Dr. Mehran Taghipour-Gorjikolaie (MTG): AI assists doctors by rapidly analysing vast amounts of complex medical data to identify subtle patterns that might be difficult for humans to detect. For instance, in the context of breast cancer detection, AI can analyse microwave signal responses from breast tissue and highlight anomalies that may indicate the presence of a tumour. By providing data-driven insights and enhancing pattern recognition, AI supports clinicians in making more accurate, timely, and personalized diagnostic and treatment decisions.

MS: What type of medical data does AI analyse, and how does it learn from it? 

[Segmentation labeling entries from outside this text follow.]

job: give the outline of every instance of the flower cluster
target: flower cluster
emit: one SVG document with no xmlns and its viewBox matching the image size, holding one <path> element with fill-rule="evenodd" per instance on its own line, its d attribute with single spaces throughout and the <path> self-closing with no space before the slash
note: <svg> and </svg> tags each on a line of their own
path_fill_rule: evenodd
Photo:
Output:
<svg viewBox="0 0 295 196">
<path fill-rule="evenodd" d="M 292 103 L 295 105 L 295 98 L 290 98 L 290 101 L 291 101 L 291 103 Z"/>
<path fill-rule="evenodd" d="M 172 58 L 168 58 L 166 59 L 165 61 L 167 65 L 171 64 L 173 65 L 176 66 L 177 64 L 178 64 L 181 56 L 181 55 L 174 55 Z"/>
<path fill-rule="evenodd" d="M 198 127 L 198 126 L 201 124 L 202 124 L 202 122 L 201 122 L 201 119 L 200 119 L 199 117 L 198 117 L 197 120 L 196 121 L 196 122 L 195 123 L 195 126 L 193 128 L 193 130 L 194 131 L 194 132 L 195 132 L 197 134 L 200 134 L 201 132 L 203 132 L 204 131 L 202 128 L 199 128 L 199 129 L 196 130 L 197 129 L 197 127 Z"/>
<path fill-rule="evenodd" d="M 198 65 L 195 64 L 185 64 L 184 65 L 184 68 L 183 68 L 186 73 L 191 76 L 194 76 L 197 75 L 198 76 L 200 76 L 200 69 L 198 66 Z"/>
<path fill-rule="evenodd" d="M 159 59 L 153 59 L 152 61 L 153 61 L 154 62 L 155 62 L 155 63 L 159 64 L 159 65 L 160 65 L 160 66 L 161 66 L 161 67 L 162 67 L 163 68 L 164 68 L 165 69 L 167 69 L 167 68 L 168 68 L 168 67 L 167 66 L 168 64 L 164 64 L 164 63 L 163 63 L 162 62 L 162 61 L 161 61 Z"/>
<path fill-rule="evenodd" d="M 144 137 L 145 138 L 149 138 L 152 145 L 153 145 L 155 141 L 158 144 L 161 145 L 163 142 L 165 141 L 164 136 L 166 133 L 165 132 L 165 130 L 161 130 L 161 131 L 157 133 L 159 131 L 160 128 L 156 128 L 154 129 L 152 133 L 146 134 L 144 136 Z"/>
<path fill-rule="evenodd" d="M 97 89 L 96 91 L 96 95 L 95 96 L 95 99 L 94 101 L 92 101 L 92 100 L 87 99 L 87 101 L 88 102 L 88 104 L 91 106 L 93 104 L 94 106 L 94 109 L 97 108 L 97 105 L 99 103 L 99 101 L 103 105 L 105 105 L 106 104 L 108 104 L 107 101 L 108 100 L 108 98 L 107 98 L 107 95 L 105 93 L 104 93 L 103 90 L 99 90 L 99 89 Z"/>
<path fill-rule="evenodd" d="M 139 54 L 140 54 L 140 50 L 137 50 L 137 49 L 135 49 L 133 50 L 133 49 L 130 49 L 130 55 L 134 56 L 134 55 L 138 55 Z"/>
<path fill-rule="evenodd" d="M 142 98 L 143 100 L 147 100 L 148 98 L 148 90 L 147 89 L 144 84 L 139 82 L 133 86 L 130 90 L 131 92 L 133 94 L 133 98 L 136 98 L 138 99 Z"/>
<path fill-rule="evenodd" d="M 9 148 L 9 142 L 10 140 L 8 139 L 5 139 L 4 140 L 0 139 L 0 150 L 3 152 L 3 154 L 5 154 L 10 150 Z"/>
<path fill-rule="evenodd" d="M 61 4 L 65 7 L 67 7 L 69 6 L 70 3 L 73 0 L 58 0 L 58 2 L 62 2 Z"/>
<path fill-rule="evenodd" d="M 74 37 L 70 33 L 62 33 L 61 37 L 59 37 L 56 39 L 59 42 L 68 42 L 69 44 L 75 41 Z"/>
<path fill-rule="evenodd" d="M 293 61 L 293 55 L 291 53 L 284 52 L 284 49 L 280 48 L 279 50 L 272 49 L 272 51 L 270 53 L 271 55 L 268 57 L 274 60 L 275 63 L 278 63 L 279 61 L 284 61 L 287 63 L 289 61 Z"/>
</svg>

MTG: AI can analyse a wide range of medical data, including medical images (such as MRIs, CT scans, and mammograms), physiological waveforms (like ECGs or microwave signal responses), laboratory test results, and even unstructured data such as clinical notes and patient records. It learns through a process known as supervised learning, where it is trained on large datasets containing labelled examples, by analysing thousands – or even millions – of cases with known outcomes (such as confirmed labels).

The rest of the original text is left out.